Pelo zap, recebi essa mensagem onde
Rita
Lee fala sobre o respeito à mulher:
RITA LEE- mais uma vez, dizendo muito!
“Eu tinha 13 anos, em Fortaleza, quando ouvi gritos de pavor. Vinham da
vizinhança, da casa de Bete, mocinha linda, que usava tranças. Levei apenas uma
hora para saber o motivo. Bete fora acusada de não ser mais Virgem e os irmãos
a subjugavam em cima de sua estreita cama de solteira, para que o médico da
família lhe enfiasse a mão enluvada entre as pernas e decretasse se tinha ou
não o selo da honra. Como o lacre continuava lá, os pais respiraram, mas a Bete
nunca mais foi à janela, nunca mais dançou nos Bailes e acabou fugindo para o
Piauí, ninguém sabe como, nem com quem.
Eu tinha apenas 14 anos, quando Maria Lúcia tentou escapar, saltando o
muro alto do quintal da sua casa para se encontrar com o namorado. Agarrada
pelos cabelos e dominada, não conseguiu passar no exame ginecológico. O laudo
médico registrou vestígios himenais dilacerados, e os pais internaram a
pecadora no reformatório Bom Pastor, para se esquecer do mundo. Realmente,
esqueceu, morrendo tuberculosa.
Estes episódios marcaram para sempre a minha consciência e me fizeram
perguntar que poder é esse que a família e os homens têm sobre o corpo das
mulheres? Ontem, para mutilar, amordaçar, silenciar. Hoje, para manipular,
moldar, escravizar aos estereótipos. Todos vimos, na televisão, modelos
torturados por seguidas cirurgias plásticas. Transformaram seus seios em
alegorias para entrar na moda da peitaria robusta das norte americanas.
Entupiram as nádegas de silicone para se tornarem rebolativas e sensuais,
garantindo bom sucesso nas passarelas do samba. Substituíram os narizes,
desviaram costas, mudaram o traçado do dorso para se adaptarem à moda do
momento e ficarem irresistíveis diante dos homens.
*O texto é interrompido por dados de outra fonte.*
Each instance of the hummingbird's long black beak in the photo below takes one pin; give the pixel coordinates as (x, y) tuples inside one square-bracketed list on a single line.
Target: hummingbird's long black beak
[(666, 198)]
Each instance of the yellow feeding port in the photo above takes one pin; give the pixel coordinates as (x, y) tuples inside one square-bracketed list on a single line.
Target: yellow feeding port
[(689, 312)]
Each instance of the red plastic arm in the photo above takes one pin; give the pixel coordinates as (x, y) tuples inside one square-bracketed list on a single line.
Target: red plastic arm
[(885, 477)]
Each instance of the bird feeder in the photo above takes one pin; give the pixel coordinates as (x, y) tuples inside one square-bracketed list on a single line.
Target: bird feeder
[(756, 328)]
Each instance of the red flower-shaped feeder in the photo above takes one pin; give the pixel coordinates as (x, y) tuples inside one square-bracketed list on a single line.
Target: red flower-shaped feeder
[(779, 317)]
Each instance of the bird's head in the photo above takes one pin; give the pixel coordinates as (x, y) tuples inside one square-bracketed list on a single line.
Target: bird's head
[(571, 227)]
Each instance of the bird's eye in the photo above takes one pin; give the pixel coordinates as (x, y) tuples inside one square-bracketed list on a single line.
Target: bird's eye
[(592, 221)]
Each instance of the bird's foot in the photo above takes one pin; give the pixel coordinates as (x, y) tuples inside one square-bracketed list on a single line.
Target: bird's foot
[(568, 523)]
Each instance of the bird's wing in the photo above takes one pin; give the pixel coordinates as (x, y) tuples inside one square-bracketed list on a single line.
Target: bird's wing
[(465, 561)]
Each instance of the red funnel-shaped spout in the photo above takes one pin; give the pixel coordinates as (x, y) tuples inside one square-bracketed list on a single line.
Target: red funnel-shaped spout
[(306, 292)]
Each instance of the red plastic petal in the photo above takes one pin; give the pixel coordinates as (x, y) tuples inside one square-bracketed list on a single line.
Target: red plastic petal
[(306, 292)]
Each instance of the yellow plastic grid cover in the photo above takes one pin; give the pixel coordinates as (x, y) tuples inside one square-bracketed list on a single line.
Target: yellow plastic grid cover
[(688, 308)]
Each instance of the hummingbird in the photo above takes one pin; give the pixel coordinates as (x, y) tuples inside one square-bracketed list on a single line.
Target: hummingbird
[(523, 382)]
E, com isso, Barbies de
fancaria, provocaram em muitas outras mulheres - as baixinhas, as gordas, as de
óculos - um sentimento de perda de auto-estima.
Isso exatamente no momento em que a maioria de estudantes universitários
(56%) é composto de moças. Em que mulheres se afirmam na magistratura, na
pesquisa científica, na política, no jornalismo. E, no momento em que as
pioneiras do feminismo passam a defender a teoria de que é preciso feminilizar
o mundo e torná-lo mais distante da barbárie mercantilista e mais próximo do humanismo.
Por mim, acho que só as mulheres podem desarmar a sociedade. Até porque
elas são desarmadas pela própria natureza. Nascem sem pênis, sem poder fálico
da penetração e do estupro, tão bem representado por pistolas, revólveres,
flechas, espadas e punhais. Ninguém diz, de uma mulher, que ela é de espadas.
Ninguém lhe dá, na primeira infância, um fuzil de plástico, como fazem
com os meninos, para fortalecer sua virilidade e violência. As mulheres
detestam o sangue, até mesmo porque têm que derramá-lo na menstruação ou no
parto. Odeiam as guerras, os exércitos regulares ou as gangues urbanas, porque
lhes tiram os filhos de sua convivência e os colocam na marginalidade, na
insegurança e na violência.
É preciso voltar os olhos para a população feminina como a grande
articuladora da paz. E para começar, queremos pregar o respeito ao corpo da
mulher. Respeito às suas pernas que têm varizes porque carregam latas d'água e
trouxas de roupa. Respeito aos seus seios que perderam a firmeza porque
amamentaram seus filhos ao longo dos anos. Respeito ao seu dorso que engrossou,
porque elas carregam o país nas costas.
São as mulheres que irão impor um adeus às armas, quando forem ouvidas e
valorizadas e puderem fazer prevalecer a ternura de suas mentes e a doçura de
seus corações.
Nem toda feiticeira é corcunda. Nem toda brasileira é só bunda.